Kline conveys the personality of a man who lived a double life, presumably by choice. It could have been an interesting and timely story about a homosexual composer who opted for marriage, not out of convenience or facade (as was Rock Hudson’s), but the movie treats Porter’s marriage (and life) in a shallow way.

If Kline rises above the limitations of the material, Ashley Judy, as Porter’s wife, succumbs to them. What’s interesting about the real-life Linda, who was older than Porter, is that she served by turns as muse, companion, mother, and nurse. Linda was a modern woman ahead of her time, highly aware of her marriage’s limitations, but it’s never clear what exactly she got out of it. There are only few scenes that examine the marriage from her POV, as for example, when Porter agrees to father a child, and later, when the pregnant Linda goes through a tragic miscarriage.

Heir to a fortune, Porter composed his first song at age 11. He attended Yale University and Harvard Law School before joining the French Foreign Legion in 1916. Two years later, in 1918, Porter his first Broadway hit. Throughout his life, Porter traveled extensively and entertained lavishly.

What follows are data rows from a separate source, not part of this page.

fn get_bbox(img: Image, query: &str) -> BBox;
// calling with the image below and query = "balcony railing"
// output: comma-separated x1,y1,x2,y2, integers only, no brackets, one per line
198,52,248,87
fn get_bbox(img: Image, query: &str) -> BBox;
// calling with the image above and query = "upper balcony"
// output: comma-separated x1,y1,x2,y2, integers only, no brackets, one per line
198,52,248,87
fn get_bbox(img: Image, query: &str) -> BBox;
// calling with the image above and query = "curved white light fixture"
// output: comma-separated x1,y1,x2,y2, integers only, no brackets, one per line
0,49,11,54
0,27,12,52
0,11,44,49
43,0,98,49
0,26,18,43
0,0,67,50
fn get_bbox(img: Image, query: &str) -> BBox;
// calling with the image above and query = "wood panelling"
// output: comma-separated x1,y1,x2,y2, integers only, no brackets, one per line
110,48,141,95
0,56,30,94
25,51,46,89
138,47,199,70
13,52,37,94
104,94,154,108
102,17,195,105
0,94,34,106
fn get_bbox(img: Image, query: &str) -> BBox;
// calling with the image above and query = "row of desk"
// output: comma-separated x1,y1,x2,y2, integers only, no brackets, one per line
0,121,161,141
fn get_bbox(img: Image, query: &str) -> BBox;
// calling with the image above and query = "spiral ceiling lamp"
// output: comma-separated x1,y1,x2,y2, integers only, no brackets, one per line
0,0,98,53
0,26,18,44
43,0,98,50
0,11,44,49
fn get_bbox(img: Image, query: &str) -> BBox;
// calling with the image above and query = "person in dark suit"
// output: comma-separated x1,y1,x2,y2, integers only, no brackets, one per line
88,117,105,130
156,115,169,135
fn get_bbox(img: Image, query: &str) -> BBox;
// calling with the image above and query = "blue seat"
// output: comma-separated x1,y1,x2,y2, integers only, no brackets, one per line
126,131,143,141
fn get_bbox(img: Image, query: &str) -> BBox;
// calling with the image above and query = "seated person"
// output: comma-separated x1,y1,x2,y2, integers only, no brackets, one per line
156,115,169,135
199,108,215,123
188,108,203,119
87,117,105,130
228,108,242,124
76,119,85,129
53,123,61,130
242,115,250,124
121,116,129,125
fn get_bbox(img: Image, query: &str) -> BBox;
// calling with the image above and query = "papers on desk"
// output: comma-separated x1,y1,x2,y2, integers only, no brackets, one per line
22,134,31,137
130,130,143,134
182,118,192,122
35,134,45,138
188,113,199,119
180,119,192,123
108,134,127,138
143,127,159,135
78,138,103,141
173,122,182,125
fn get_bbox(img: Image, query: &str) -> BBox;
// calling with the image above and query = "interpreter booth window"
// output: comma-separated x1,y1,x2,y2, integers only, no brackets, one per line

For Broadway and Hollywood Porter composed songs that became famous for their risqu, double-entendre lyrics. Most of his hit Broadway shows were successfully transferred to the big screen, including The Gay Divorcee (1934), The Pirate (1948), Kiss Me Kate (1953), High Society (1956), and Silk Stockings (a remake of Garbo’s vehicle, Ninotchka).

Born in 1892, Porter was a few years older than openly gay Hollywood director, George Cukor (ne in 1899). I mention Cukor because the two worked together on the musical Les Girls (1957). More relevant is the fact that both Cukor and Porter held salons for Hollywood’s gay elite, particularly young handsome guys who had just arrived in town.

Though made in our supposedly more gay-friendly times, De-Lovely hardly portrays any homosexual relationships or friendships that Porter might have had. The film is basically a two-handler, with few secondary characters, such as Monty Woolley, Louis B. Mayer, and Irving Berlin, all passing through the tale briefly.

The film does depict the riding accident that Porter suffered in 1937, which resulted in close to 30 operations and finally forced amputation of his leg in 1958. Porter lived for another eight years in anguish and intolerable pain. But he didn’t give in. Some of his best songs were written after the accident. Porter’s last Hollywood score was for the Rat Pack musical,
Can-Can in 1959.

If you’re interested in Hollywood lore and the biopic genre, I recommend that you watch the previous film about Porter, Night and Day, which was recently shown on TV for Cary Grant’s centennial. In this Michael Curtiz concoction, the suave and elegant Grant embodied the composer as a straight (in both senses of the term) man. Upon seeing the 1946 film, Porter is rumored to have said: “There is not one damn real fact in the entire picture.”

Fictionalizing Porter’s life, both its straight and gay elements, Night and Day shows Porter as soldier in WWI, which he never fought, failing to even mention he was gay. The movie ends on an upbeat note, when he reunites with Linda to the tunes of the song Night and Day. Yet there are songs in this film that are very much missed in the new one, such as My Heart Belongs to Daddy, sung by the young Mary Martin, and later made even more memorable by Marilyn Monroe in Cukor’s Let’s Make Love.

Popular among audiences, Night and Day was one of the top pictures of 1946, and one of Cary Grant’s most commercial vehicles, grossing over $4 million, a huge amount at that time. It will be interesting to see if De-Lovely finds an audience and appeals to younger viewers.

De-Lovely world-premiered at the Cannes Film Festival as out-of-competition closing night. I have to admit that, despite strong reservations about the film, it was a grand outdoor evening. We all enjoyed watching the film’s performers croon Porter’s witty songs, whose risqu lyrics and double-entendres should enchant generations to come.